De link naar de politiek ligt niet veraf. Europese landen beconcurreren elkaar met lage tarieven en allerlei gunsten om multinationals te lokken. Dat lijkt interessant, maar als alle landen dat doen, krijgt geen enkel land extra bedrijven binnen. Het resultaat is dat de riante belastingkortingen enkel een gat slaan in de eigen schatkist. Dezelfde redenering kan toegepast worden voor de Europese bankenwet.
Onze politici zouden zich wel eens vaker mogen buigen over de speltheorie van Nash. Iedere partij benadert de kiezer met beloften en vermits ze dat allemaal doen, gaat het effect verloren en ondermijnen ze eigenlijk hun eigen programma’s. Het besluit is duidelijk: coördinatie is de enige gezonde remedie. Deze coördinatie is momenteel vreemd aan het huidige beleid. Het wordt hallucinant als een lid van de Vlaamse regering een bosplan mag opstellen, met instemming van de partners, om dan te vernemen dat de leidinggevende minister het plan intrekt zonder de gevolgen in te schatten van een te verwachten overvloed aan aanvragen tot boskapping.
Een democratische rechtstaat heeft behoefte aan rechtszekerheid en daaraan verbonden een zekere rust. Op dit ogenblik wordt de rechtswereld echter in een daverend tempo door elkaar geschud door de minister van justitie met zijn potpourri wet 1, 2 en 3. Tegelijk wordt ook een totaal nieuwe faillissementswet aangekondigd en dat op een ogenblik dat de wijziging in het juridische landschap een versmelting veronderstelt van diverse arrondissementele rechtbanken tot één groter geheel. Dit is een managementoefening waar menig bekwame manager zijn tanden op zou stuk bijten.

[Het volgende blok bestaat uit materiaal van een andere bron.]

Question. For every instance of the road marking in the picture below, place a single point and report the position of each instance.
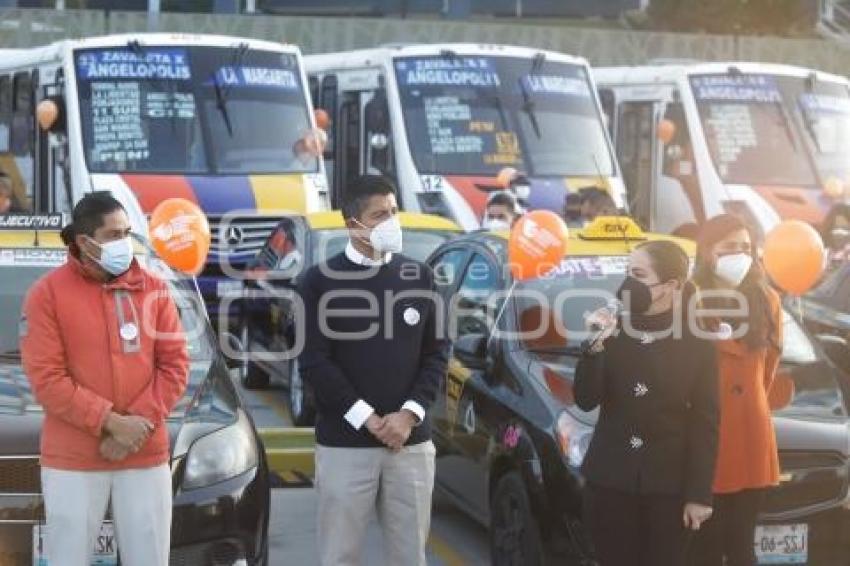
(444, 551)
(274, 399)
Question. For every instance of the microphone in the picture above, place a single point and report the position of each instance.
(614, 308)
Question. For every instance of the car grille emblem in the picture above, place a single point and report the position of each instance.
(234, 236)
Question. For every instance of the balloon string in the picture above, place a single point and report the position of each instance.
(503, 306)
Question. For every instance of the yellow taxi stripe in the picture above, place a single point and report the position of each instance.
(279, 193)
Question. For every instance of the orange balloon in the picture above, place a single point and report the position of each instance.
(323, 120)
(794, 256)
(537, 244)
(506, 177)
(47, 112)
(180, 234)
(666, 131)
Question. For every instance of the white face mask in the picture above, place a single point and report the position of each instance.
(116, 256)
(386, 237)
(495, 224)
(733, 268)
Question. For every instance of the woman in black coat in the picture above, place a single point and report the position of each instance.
(650, 464)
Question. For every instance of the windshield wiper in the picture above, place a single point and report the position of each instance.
(527, 102)
(221, 104)
(222, 93)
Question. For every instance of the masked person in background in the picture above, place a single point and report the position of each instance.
(651, 460)
(374, 355)
(502, 211)
(103, 347)
(748, 461)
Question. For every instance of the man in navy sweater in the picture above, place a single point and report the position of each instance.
(375, 353)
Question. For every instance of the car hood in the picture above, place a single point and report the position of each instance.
(210, 402)
(554, 379)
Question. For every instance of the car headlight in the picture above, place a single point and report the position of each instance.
(573, 438)
(221, 455)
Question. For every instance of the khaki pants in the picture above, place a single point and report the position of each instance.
(76, 503)
(352, 482)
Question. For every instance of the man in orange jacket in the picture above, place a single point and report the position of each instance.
(103, 346)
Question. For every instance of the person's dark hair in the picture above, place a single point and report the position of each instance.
(88, 215)
(6, 184)
(669, 260)
(504, 198)
(754, 287)
(359, 191)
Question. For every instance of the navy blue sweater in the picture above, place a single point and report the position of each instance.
(398, 356)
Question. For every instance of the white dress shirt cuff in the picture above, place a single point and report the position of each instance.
(416, 409)
(359, 413)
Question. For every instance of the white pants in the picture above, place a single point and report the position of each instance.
(76, 502)
(353, 483)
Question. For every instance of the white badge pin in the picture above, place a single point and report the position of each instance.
(411, 316)
(129, 331)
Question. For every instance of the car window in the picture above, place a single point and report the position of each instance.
(473, 308)
(448, 269)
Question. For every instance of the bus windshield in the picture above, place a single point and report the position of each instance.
(823, 110)
(195, 110)
(749, 132)
(474, 115)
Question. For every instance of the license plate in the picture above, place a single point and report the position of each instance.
(782, 544)
(105, 547)
(225, 288)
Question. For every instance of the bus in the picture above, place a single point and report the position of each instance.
(217, 120)
(444, 120)
(767, 142)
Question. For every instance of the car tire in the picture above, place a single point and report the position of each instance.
(514, 535)
(301, 405)
(251, 375)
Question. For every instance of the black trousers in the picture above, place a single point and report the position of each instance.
(635, 530)
(730, 531)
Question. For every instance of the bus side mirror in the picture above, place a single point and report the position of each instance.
(50, 114)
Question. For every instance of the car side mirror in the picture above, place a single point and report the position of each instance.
(781, 392)
(471, 350)
(836, 349)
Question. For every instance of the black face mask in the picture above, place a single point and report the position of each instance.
(635, 295)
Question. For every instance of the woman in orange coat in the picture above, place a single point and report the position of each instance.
(728, 275)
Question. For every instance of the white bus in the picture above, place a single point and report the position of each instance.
(216, 120)
(444, 120)
(769, 142)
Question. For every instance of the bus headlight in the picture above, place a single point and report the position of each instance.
(221, 455)
(573, 438)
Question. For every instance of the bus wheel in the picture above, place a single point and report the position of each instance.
(514, 535)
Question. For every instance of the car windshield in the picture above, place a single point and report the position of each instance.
(474, 115)
(191, 110)
(554, 307)
(823, 110)
(749, 132)
(21, 268)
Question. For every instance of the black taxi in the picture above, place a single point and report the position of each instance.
(267, 314)
(221, 487)
(510, 439)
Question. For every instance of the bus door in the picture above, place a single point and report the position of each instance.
(360, 137)
(53, 180)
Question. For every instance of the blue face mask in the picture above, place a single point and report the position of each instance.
(116, 256)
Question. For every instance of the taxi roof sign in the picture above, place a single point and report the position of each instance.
(612, 228)
(32, 221)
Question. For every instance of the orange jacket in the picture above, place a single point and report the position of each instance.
(748, 455)
(82, 366)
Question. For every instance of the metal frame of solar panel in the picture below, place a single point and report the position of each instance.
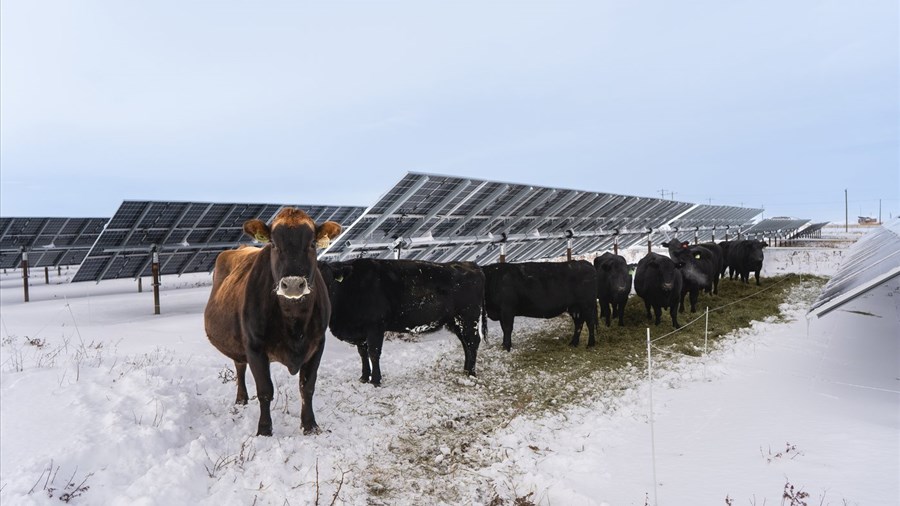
(775, 228)
(446, 218)
(708, 222)
(811, 231)
(871, 261)
(188, 235)
(50, 242)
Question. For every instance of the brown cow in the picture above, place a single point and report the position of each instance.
(270, 304)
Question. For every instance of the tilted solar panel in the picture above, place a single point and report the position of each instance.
(49, 242)
(872, 260)
(187, 235)
(445, 218)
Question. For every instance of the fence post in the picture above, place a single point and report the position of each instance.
(25, 272)
(706, 342)
(155, 272)
(652, 435)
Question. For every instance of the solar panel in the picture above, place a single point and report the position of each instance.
(188, 235)
(446, 218)
(872, 260)
(50, 242)
(708, 223)
(776, 228)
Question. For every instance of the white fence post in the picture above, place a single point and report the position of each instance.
(652, 435)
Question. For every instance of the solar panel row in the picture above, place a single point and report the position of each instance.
(188, 236)
(871, 261)
(446, 218)
(49, 242)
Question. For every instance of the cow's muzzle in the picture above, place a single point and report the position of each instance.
(292, 287)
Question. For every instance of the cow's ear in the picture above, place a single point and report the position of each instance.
(342, 272)
(326, 232)
(258, 230)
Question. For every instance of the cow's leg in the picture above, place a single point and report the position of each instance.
(259, 367)
(240, 369)
(578, 320)
(592, 321)
(506, 321)
(375, 340)
(604, 311)
(466, 329)
(673, 311)
(363, 351)
(308, 374)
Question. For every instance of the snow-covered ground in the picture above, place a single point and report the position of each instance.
(110, 404)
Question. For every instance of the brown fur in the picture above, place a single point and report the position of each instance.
(248, 322)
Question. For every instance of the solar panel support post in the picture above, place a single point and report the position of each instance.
(25, 272)
(154, 267)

Het is teveel tegelijkertijd. Rechtszekerheid uit de nieuwe wetgeving ontstaat pas wanneer de daaropvolgende rechtspraak en het Hof van Cassatie daarbij inbegrepen, tot rust gekomen is. Dat naast de cijferberoepen ook de advocatuur overstelpt zal worden door bedrijven die op zoek zijn naar rechtszekerheid, ligt voor de hand. In die mate althans dat de overvloed aan wetgeving hen toelaat rechtszekerheid te verschaffen. Een oud Vlaams spreekwoord geldt opnieuw: “Kalmte kan ons redden”.